Comparative Clonal Composition of the Secondary Response to HA, Related to Figure 5 (A) Clonal sharing between footpads in fate-mapped and non-fate-mapped secondary GC B cells. S1pr2-Tomato mice were infected with influenza then boosted in both hind footpads with recombinant HA as described in Figure 5. Figures show the clonal composition of non-fate-mapped GC B cells (left panel) and fate-mapped MBC, PB, and GC B cells (right panel) in the two pLNs at 6 days after boost. Clones found in both left and right pLN are highlighted in blue. Data correspond to mice 3 and 4 from Figures 5A and S4A. (B) Clonal maps showing distribution of clones across different compartments. Data as in Figure 5C but analyzed at day 9 post boost. ∗MBCs and PBs for mouse 6 were not analyzed due to the very low number of cells. (C) Quantification of clonal diversity and dominance for the data in (B). (D) Average VH mutations per clone in fate-mapped and non-fate-mapped GC B cells from (B). P value is for Mann-Whittney U test.

Figure 6

Repeated Recall of Dominant B Cell Clones into PB and PC Compartments (A and B) Phylogenetic trees showing relationship between VH sequences (excluding CDR3) of cells from selected clones from Figures 5C and S4A, (A) AID-Confetti and (B) S1pr2-Tomato strains.

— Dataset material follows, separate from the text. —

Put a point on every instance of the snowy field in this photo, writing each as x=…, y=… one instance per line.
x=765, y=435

UVH, unmutated VH region. Open circles indicate cells present in primary (mLN) GC. Closed circles indicate sequences found in MBC, secondary (mLN) PB, or BM PC compartments (specified by the color of the adjacent arrowhead). Numbers indicate how many cells with a particular sequence were observed. (C) Histograms showing distribution of SHM in used MBCs, secondary pLN PBs, and BM PCs. Distributions for total MBCs and for the primary (mLN) GC are shown as lines for comparison. p values are for Mann-Whitney U test comparing the population of interest against total MBCs. Med, median; Sk, skewness (a measure of how skewed the distribution is toward the left [positive] or right [negative]). Data are pooled from two AID-Confetti and two S1pr2-Tomato mice (shown in Figures 5C and S4A) and collapsed by VH sequence (cells with the exact same sequence are counted only once, to avoid skewing due to clonal expansion induced by the boost). (D) Binding to HAPR8 of monoclonal antibodies (mAbs) derived from the UCAs of used and unused MBCs. mAbs were cloned from 18 used and 18 unused MBCs and assayed for binding to recombinant HAPR8 by ELISA. (Left) graph shows mAb reactivity at 3-fold serial dilutions (each line represents one mAb). (Right) Lowest positive concentration (Absorbance at 450 nm >0.2) for each mAb. Each symbol represents one mAb. Data are representative of two experiments. p value is for Mann-Whitney U test. (E) Fab affinity for four used memory UCAs from (D) (dotted box), as measured by biolayer interferometry.